The shepherds did so well protecting the flock that the sheep no longer believed that wolves existed.
it is pay first, idiot
Newton's Laws of Motion were useful approximations but clearly wrong.
Clearly wrong to who? You? Clearly wrong when? Certainly not until relatively (pun intended) recently.
The fact is, at speeds and scales perceptible to the human animal, Newton's Laws of Motion are clearly right. For you to so cavalierly dismiss Newton, you only put your own ignorance on display. Or maybe your problem isn't simple ignorance that could be cured by mere education...maybe you've got, like, an Axis II problem. Yeah, I bet that's what's going on here.
Cheers!
"The fact is, at speeds and scales perceptible to the human animal, Newton's Laws of Motion are clearly right."
No. They aren't. Classical Physics is not about bringing the proper numbers but bringing the proper arguments -that, in turn, lead to mathematical expressions that can be tested against experiments. That's why Ptolemaic astronomists were wrong while Copernicus was right despite of the results of the formers being more accurate than those of the latter (it was not till Kepler proposed using ellipses instead of circles that Copernicus' astronomy would render better results).
In Newton's case, the numbers are pretty close, but laws missed the target by a far stretch (the fact that the numbers were so close is what made people think for the laws to be right for so long): there's no such a thing as an absolute reference framework and its nonexistence offers a completely different vision of our universe.
"For you to so cavalierly dismiss Newton"
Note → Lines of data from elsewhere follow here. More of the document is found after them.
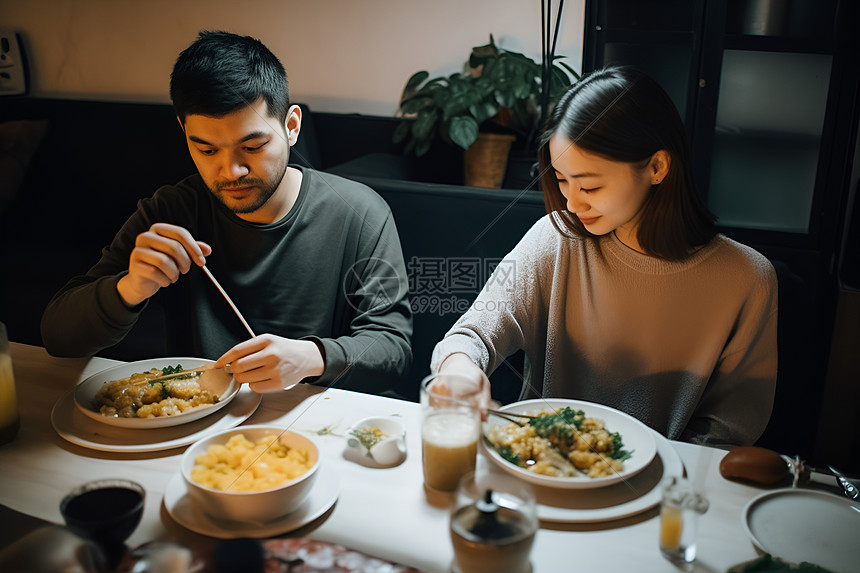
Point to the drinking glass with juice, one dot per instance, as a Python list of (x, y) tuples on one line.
[(450, 428)]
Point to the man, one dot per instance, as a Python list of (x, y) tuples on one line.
[(313, 261)]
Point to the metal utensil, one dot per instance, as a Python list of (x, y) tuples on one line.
[(848, 488), (511, 416), (230, 302)]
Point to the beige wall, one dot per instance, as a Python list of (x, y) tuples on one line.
[(340, 55)]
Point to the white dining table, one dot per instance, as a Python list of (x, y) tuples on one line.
[(384, 512)]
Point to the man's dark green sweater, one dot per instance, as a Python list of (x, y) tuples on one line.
[(331, 271)]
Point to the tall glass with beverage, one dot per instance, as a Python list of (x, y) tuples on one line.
[(450, 428), (9, 420)]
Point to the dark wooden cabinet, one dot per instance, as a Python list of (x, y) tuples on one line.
[(768, 90)]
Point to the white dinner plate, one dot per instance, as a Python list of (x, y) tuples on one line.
[(637, 437), (799, 525), (71, 424), (630, 497), (180, 507), (86, 391)]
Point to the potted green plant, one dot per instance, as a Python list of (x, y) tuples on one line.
[(499, 91)]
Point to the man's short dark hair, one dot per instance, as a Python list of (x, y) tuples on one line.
[(221, 73)]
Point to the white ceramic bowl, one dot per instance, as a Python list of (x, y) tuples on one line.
[(251, 506), (86, 391), (637, 438)]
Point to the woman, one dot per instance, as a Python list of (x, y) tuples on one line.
[(624, 294)]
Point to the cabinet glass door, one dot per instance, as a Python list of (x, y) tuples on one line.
[(770, 115)]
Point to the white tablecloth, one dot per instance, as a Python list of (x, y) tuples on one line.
[(382, 512)]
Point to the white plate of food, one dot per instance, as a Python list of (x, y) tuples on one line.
[(797, 525), (126, 396), (615, 452), (73, 426)]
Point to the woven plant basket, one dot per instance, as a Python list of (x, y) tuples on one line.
[(485, 161)]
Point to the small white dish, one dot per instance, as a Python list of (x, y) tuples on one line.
[(389, 451), (86, 391), (798, 525), (180, 507)]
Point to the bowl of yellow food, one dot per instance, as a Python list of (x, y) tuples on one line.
[(568, 444), (155, 393), (250, 474)]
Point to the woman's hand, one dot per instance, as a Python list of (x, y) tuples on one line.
[(461, 365), (268, 363)]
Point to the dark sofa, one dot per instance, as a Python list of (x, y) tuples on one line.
[(72, 171)]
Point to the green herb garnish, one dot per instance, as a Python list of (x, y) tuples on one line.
[(368, 438)]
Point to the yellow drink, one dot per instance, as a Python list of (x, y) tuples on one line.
[(671, 526), (449, 448), (8, 400)]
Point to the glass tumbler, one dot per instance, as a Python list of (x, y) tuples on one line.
[(450, 429), (9, 420), (680, 509)]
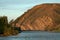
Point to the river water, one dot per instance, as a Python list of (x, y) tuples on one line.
[(33, 35)]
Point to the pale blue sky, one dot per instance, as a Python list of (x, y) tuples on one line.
[(15, 8)]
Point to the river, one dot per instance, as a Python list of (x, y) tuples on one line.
[(33, 35)]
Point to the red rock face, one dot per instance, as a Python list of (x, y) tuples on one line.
[(39, 17)]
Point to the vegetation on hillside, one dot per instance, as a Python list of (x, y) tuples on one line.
[(7, 29)]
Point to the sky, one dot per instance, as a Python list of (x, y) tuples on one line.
[(15, 8)]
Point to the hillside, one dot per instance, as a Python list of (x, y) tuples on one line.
[(40, 17)]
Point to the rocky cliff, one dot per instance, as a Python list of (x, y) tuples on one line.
[(40, 17)]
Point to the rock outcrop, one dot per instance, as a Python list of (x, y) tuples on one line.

This is neither football nor politics so it's not about which team wins the match. Newton was an utter genius and no amount or further research will ever deny that. It's only he was wrong as much as was Ptolemy, but they both failed in a most honorable manner that paved our way to further knowledge.
Did anyone else think this was going to help them pick up chicks? ;-)
No. That's in the "rod logic" article.
It must have been something you assimilated. . . .
Aristarchus of Samos was more right than Ptolemy. But everyone was so sure that planets must travel in circles, and that the earth must be the center of the solar system. Epicycle theory flourished because of human projection: I'm not moving, the sun is moving!
There are visible signs of life on Earth that are 3.7 billion years old, so it's at least that old..
"One of these days Alice—pow! Straight to the Moon!"